O stress como colado em sua definição é uma resposta do
organismo a uma situação de risco ou perigo. Essa resposta se dá ab initio no
córtex cerebral, por meio dá produção dos hormônios glicocorticoides que atuam
nos músculos, coração e pulmões, literalmente empurrando o corpo ao ‘combate’. A dificuldade com isto é que se a situação
de tensão é corriqueira o organismo não consegue administrar a excessiva
quantidade de hormônios e o resultado são as doenças físicas. Na verdade, nenhum órgão permanece
incólume muito tempo aos agentes nocivos desencadeados pelo stress,
Afirma o médico Ulrich Kraf: “Fundamentalmente,
não há órgão do corpo humano no qual os agentes do stress não deixem sua marca.
É por isso que um sistema hormonal em permanente atividade é capaz de deflagrar
inúmeros males”.
Gostaria de insistir neste ponto: o stress sistemático é
sim veiculo de doenças das mais variadas.
As sucessivas descargas do stress podem danificar e debilitar seriamente a
saúde do corpo. Não estou sozinho nesse ponto, para Hermann Engler: “Acessos de raiva, ataques do coração,
enxaqueca, ulceras no estômago, síndrome do intestino irritável, perda de
cabelo nas mulheres – o stress é o culpado por todas essas doenças e por muitas
outras”.
Aqui é importante reconhecer que já vem um tempo que a psicossomática tem como
axioma, a íntima correspondência, interação e reciprocidade entre os universos
orgânicos e psicológicos. Uma boa ilustração disto foi à descoberta, de que
ferimentos cicatrizavam de maneira mais lenta em períodos de grande cansaço e
pressão emocional, feita por pesquisadores na Universidade de Ohio, em
Columbus, EUA.
Chegamos
ao fim
Chego ao final desse texto afirmando que é uma urgente
necessidade encararmos o stress com a devida consideração que uma terrível
epidemia poderia despertar, visto que ele é sim uma terrível, perigosa, sutil
pandemia. Sem sombra de dúvidas o stress é pano de fundo de muitas enfermidades
que estão lançando a sociedade em caos e conturbação.
Por isso, não pode
continuar sendo ignorado. Urge que essa mesma sociedade em seu sentido
totalitário reaja à altura deste endêmico mal que tem assolado inclementemente:
empregados, patrões, indivíduos e mesmo famílias, sem levar em conta: posição
social, raça, condição econômica, numa espécie de inclusão democrática às
avessas.
Essa reação da sociedade organizada ao stress deve
imperativamente passar primeiro pelo processo de esclarecimento sobre o seu
perigo, sintomas, detecção e forma de combate. Em segundo, a difusão e facilitação
de acesso às variadas terapias disponível, desde as psicoterápicas, ocupacionais
até as medicamentosas, que impedem os mecanismos de stress de manifestar-se.

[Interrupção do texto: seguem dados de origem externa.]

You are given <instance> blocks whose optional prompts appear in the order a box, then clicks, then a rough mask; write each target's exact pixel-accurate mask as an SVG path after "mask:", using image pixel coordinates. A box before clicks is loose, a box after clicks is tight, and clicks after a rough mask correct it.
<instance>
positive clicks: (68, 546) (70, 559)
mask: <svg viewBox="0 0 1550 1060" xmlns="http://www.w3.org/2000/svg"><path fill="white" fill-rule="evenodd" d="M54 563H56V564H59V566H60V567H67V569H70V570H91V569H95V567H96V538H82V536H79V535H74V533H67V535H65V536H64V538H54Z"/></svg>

Terceiro, Politicas governamentais afirmativas e de controle (no caso dos
sujeitos jurídicos de direito privado) que regulamentem melhorias sociais e
profissionais que abortem as dinâmicas formativas das reações que promovem o stress no trabalho.

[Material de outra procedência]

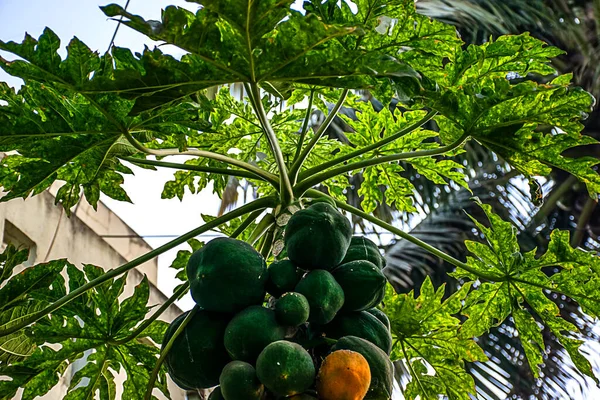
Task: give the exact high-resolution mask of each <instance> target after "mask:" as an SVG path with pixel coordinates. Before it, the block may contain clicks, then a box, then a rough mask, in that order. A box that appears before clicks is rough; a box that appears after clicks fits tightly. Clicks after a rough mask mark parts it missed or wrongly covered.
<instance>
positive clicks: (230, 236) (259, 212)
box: [229, 210, 263, 239]
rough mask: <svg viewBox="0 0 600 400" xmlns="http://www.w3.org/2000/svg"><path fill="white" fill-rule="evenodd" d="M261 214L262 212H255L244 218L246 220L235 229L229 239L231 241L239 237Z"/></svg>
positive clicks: (261, 213) (262, 211)
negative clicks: (260, 214) (251, 223)
mask: <svg viewBox="0 0 600 400" xmlns="http://www.w3.org/2000/svg"><path fill="white" fill-rule="evenodd" d="M262 212H263V210H256V211H254V212H253V213H251V214H250V215H248V216H247V217H246V219H245V220H244V221H243V222H242V223H241V224H240V226H238V227H237V229H236V230H235V231H233V233H232V234H231V236H229V237H230V238H231V239H235V238H237V237H238V236H239V235H241V234H242V232H244V231H245V230H246V228H247V227H248V226H250V224H251V223H252V222H254V221H255V220H256V218H258V217H259V216H260V214H262Z"/></svg>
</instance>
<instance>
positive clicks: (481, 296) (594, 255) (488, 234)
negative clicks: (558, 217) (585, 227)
mask: <svg viewBox="0 0 600 400" xmlns="http://www.w3.org/2000/svg"><path fill="white" fill-rule="evenodd" d="M481 208H482V209H483V211H484V212H485V214H486V215H487V217H488V220H489V226H485V225H484V224H482V223H480V222H479V221H476V220H475V219H473V221H474V222H475V224H476V226H477V227H478V229H479V230H480V232H481V233H482V234H483V235H484V236H485V238H486V240H487V245H484V244H481V243H477V242H470V241H467V242H466V244H467V248H468V250H469V251H470V252H471V253H472V254H473V256H472V257H468V258H467V265H468V267H469V269H470V271H469V272H467V271H465V270H464V269H460V268H459V269H458V270H457V271H456V272H455V273H454V275H455V276H457V277H463V278H468V279H475V278H476V276H484V277H487V279H489V280H492V281H495V282H490V283H482V284H481V285H480V286H479V287H477V288H476V289H475V290H473V291H472V292H471V293H470V294H469V296H468V297H467V298H466V300H465V304H464V308H463V310H462V313H463V314H464V315H466V316H467V317H468V319H467V321H466V322H465V323H464V324H463V326H462V328H461V334H462V335H463V336H464V337H472V336H480V335H482V334H483V333H485V332H487V331H488V330H489V329H490V328H491V327H492V326H497V325H499V324H500V323H502V322H503V321H504V320H505V319H506V318H508V316H509V315H512V316H513V318H514V320H515V327H516V328H517V330H518V332H519V337H520V339H521V342H522V345H523V348H524V350H525V354H526V356H527V359H528V361H529V364H530V366H531V369H532V371H533V373H534V375H535V376H537V374H538V371H539V367H538V366H539V365H540V364H541V363H542V362H543V355H544V353H545V349H546V347H545V345H544V340H543V337H542V335H541V334H540V328H539V326H538V323H541V324H542V325H543V326H545V327H546V328H547V329H549V330H550V331H551V332H552V334H553V335H554V336H555V337H556V339H557V340H558V341H559V342H560V344H561V345H562V346H563V347H564V348H565V350H567V352H568V353H569V355H570V356H571V359H572V360H573V362H574V364H575V366H576V367H577V368H578V369H579V371H581V372H582V373H584V374H586V375H588V376H590V377H591V378H592V379H594V380H596V382H598V378H597V377H595V376H594V373H593V371H592V367H591V364H590V362H589V361H588V360H587V359H586V358H585V356H584V354H583V353H582V352H581V351H580V346H581V345H582V344H583V341H582V340H581V339H580V338H578V337H577V332H578V329H577V327H576V326H575V325H573V324H571V323H570V322H568V321H566V320H564V319H563V318H562V317H561V316H560V310H559V308H558V306H557V305H556V303H554V302H553V301H551V300H550V299H549V298H548V297H547V295H546V294H545V293H544V291H550V292H552V291H554V292H555V293H559V294H562V295H565V296H568V297H570V298H572V299H573V300H575V301H577V302H578V303H579V304H580V305H581V306H582V307H583V308H584V309H585V311H586V312H587V313H588V314H590V315H591V316H594V317H598V311H599V309H598V304H600V285H598V282H600V259H599V258H598V256H597V255H593V254H591V253H589V252H587V251H584V250H581V249H573V248H571V247H570V245H569V233H568V232H566V231H555V232H553V234H552V239H551V243H550V245H549V246H548V250H547V251H546V253H545V254H543V255H542V256H540V257H538V258H536V257H535V250H533V251H531V252H528V253H524V254H522V253H521V252H520V249H519V245H518V242H517V238H516V233H517V230H516V228H515V227H514V226H513V225H512V224H511V223H510V222H506V221H503V220H502V219H501V218H500V217H498V216H497V215H495V214H493V213H492V211H491V207H490V206H489V205H485V204H482V205H481ZM551 266H552V267H558V268H559V269H560V271H559V272H558V273H555V274H552V275H550V276H549V275H547V274H546V273H545V271H544V268H547V267H551Z"/></svg>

Neste ponto que gostaria de deixar algumas dicas para
vencer ou preventivamente impedir que o stress seja uma realidade indesejável:
a) – Seja mais flexível no ambiente de trabalho e nos seus relacionamentos; b)

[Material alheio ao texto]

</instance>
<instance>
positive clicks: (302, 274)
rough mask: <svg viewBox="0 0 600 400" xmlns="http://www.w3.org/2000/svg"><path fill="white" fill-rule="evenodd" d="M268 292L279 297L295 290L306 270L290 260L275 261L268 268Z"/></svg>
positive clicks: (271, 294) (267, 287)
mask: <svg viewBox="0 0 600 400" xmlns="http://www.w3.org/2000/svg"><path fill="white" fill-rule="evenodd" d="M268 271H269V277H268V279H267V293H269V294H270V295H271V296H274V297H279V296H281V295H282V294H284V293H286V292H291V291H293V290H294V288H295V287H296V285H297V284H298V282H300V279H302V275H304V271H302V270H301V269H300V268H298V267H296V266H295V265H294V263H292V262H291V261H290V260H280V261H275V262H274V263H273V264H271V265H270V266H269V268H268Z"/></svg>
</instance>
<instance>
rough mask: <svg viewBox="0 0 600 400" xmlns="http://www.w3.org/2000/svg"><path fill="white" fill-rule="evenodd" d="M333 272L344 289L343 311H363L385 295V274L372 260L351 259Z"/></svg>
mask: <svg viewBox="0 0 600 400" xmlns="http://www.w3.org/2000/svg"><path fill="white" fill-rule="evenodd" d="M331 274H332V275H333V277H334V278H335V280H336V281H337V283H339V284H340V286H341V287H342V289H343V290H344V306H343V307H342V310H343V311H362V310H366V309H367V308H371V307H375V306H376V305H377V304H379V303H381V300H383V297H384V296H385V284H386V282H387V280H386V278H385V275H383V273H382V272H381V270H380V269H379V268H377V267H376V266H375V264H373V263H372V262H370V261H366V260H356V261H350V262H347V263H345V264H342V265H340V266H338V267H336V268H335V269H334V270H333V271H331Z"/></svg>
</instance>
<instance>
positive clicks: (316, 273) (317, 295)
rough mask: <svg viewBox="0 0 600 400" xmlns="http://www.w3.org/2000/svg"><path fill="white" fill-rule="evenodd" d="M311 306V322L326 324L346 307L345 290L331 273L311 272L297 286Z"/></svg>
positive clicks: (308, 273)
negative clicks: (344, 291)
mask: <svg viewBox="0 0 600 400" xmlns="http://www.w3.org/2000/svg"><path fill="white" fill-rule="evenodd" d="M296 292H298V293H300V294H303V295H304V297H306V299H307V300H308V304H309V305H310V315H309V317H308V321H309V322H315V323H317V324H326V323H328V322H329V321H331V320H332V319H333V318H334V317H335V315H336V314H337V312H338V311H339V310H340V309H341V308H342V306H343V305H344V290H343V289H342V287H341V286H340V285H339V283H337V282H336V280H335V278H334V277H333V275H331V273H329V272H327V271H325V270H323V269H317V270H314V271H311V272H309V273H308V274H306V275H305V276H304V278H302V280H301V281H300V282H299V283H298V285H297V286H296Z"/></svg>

– Pense sempre positivo e adote uma postura positiva de vida; c) – Não se cobre
em demasia, não esqueça que na busca do ótimo, o bom pode ser esquecido e
muitas vezes é o que basta; d) – Cultive as amizades; e) – Cuide da
alimentação; f) – Pratique esporte; g) – Tente dormir no mínimo 8 horas
diárias; h) – Tente relaxar nos momentos difíceis e focar energia na solução. Soli Deo Gloria.